Dawoud Bey’s “The Birmingham Project” — undertaken in 2012, ahead of the 50th anniversary of the Ku Klux Klan’s bombing of the 16th Street Baptist Church in Birmingham, Alabama, which killed four Black girls — pairs photographs of Black children the same ages as the victims with Black elders 50 years their senior. LaToya Ruby Frazier’s “The Notion of Family” documents the decline of her hometown of Braddock, Pennsylvania — which occurred due, in part, to gentrification, white flight and redlining — from the perspectives of her own family members.

Dawoud Bey, Fred Stewart II and Tyler Collins, from the series “The Birmingham Project,” 2012.Dawoud Bey / Courtesy Rena Bransten Gallery, San Francisco, CA and Rennie Collection, Vancouver

For Enwezor, these works of film and photography called into question the ethics of viewing Black grief, Gioni said.

“I think Okwui was asking himself and asking the artists, how appropriate is it to look at these images?” he said. “How can we look at these images without being voyeuristic or pornographic or exploitative about it?
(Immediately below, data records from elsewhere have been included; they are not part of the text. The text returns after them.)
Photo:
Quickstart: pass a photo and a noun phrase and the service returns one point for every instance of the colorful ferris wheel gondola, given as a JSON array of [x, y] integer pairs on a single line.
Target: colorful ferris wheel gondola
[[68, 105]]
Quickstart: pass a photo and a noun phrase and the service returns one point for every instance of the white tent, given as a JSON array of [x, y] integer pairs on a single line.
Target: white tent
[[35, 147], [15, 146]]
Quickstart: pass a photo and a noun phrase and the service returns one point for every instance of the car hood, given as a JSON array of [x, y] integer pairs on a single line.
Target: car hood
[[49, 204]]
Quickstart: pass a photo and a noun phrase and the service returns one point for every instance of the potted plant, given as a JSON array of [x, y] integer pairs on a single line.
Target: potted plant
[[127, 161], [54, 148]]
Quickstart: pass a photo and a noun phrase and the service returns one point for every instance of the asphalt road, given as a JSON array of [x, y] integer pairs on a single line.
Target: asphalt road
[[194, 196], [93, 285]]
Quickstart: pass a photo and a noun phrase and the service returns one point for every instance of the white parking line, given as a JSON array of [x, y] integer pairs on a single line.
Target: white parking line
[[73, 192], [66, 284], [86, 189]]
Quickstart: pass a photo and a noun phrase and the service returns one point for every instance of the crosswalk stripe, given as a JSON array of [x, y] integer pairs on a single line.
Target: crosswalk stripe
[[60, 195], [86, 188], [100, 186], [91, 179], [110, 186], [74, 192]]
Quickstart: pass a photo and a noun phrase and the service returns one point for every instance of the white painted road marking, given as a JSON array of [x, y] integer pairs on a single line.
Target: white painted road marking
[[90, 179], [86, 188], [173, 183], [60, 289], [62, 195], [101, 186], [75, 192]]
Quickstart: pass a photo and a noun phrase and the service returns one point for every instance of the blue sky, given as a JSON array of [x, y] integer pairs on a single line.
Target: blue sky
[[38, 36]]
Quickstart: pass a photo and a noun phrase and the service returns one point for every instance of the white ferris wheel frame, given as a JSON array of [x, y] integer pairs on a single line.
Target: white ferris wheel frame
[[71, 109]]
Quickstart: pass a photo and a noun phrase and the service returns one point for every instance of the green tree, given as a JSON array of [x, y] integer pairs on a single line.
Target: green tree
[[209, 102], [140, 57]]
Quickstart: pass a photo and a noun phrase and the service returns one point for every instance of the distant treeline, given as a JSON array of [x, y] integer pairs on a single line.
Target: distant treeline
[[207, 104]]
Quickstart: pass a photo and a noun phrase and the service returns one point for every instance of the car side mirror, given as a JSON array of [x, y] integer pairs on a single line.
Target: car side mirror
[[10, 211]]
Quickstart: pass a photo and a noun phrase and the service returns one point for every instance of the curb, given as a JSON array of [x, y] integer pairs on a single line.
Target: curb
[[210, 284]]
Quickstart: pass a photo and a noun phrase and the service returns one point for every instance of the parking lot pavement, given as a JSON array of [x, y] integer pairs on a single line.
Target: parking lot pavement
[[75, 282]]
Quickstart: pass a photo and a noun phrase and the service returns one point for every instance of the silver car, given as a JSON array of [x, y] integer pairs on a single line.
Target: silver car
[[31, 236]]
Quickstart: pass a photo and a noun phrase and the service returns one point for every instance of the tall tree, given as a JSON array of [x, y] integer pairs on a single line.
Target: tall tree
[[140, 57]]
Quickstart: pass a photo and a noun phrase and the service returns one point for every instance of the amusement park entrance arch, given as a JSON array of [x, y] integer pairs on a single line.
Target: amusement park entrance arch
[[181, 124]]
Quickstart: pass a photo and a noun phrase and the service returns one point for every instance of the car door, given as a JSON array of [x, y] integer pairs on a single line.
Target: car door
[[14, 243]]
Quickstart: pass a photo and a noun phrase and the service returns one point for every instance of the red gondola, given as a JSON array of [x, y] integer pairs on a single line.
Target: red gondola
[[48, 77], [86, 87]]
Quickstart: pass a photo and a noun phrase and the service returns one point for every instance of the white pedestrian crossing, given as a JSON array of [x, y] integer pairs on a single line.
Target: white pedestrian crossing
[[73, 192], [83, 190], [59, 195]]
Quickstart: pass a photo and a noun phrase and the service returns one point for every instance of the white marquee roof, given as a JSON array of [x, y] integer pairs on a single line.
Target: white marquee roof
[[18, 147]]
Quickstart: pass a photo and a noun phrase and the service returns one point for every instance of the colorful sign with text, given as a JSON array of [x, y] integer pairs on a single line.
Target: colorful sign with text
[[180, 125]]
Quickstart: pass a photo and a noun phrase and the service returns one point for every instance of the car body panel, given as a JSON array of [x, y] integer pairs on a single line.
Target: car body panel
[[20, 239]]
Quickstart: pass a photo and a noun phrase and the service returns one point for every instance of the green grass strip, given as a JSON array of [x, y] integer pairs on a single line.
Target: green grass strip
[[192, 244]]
How can artists legitimately use those images and mobilize them to political or social ends?”

One of Enwezor’s answers came through abstract art — a genre the curator felt was “particularly well suited to address the ‘emergency of black grief,’” wrote Ligon in his essay for the exhibit’s catalogue.

The abstract visual artist Julie Mehretu painted and printed over blurred and reduced images — from events including the 2017 white supremacist rally in Charlottesville, Virginia, and protests in Ferguson, Missouri, that took place following the 2014 police killing of Michael Brown — to produce the canvas “Black Monolith, for Okwui Enwezor (Charlottesville),” one of the many abstract works featured in the exhibit.

“Grief and Grievance: Art and Mourning in America,” 2021. Exhibition view: New Museum, New YorkDario Lasagni / New Museum

To Ligon, Mehretu’s approach positions Black grief as both a backdrop of American life and a condition that can be transformed. 

“When we live our lives day to day, Charlottesville is in the background, protests in Ferguson are in the background. ... I think that’s an interesting thing that Julie’s doing through abstraction. She’s talking about what it means to live with these things literally in the background but also that we don’t ignore them — that they’re there, they’re formative,” he said. “In her work, because there’s such a sense of exuberance and freedom, there’s a possibility of this kind of transcendence.” 

For Enwezor, Gioni said, art offered a way to envision this transcendence, in the form of a world in which Blackness is neither equated with grief nor defined by white grievance.

"That’s what Okwui was hinting at," he said, "that these images are so unbearable, that we have to find a way to look at them, to process them, but that we also need to find a way to move beyond them."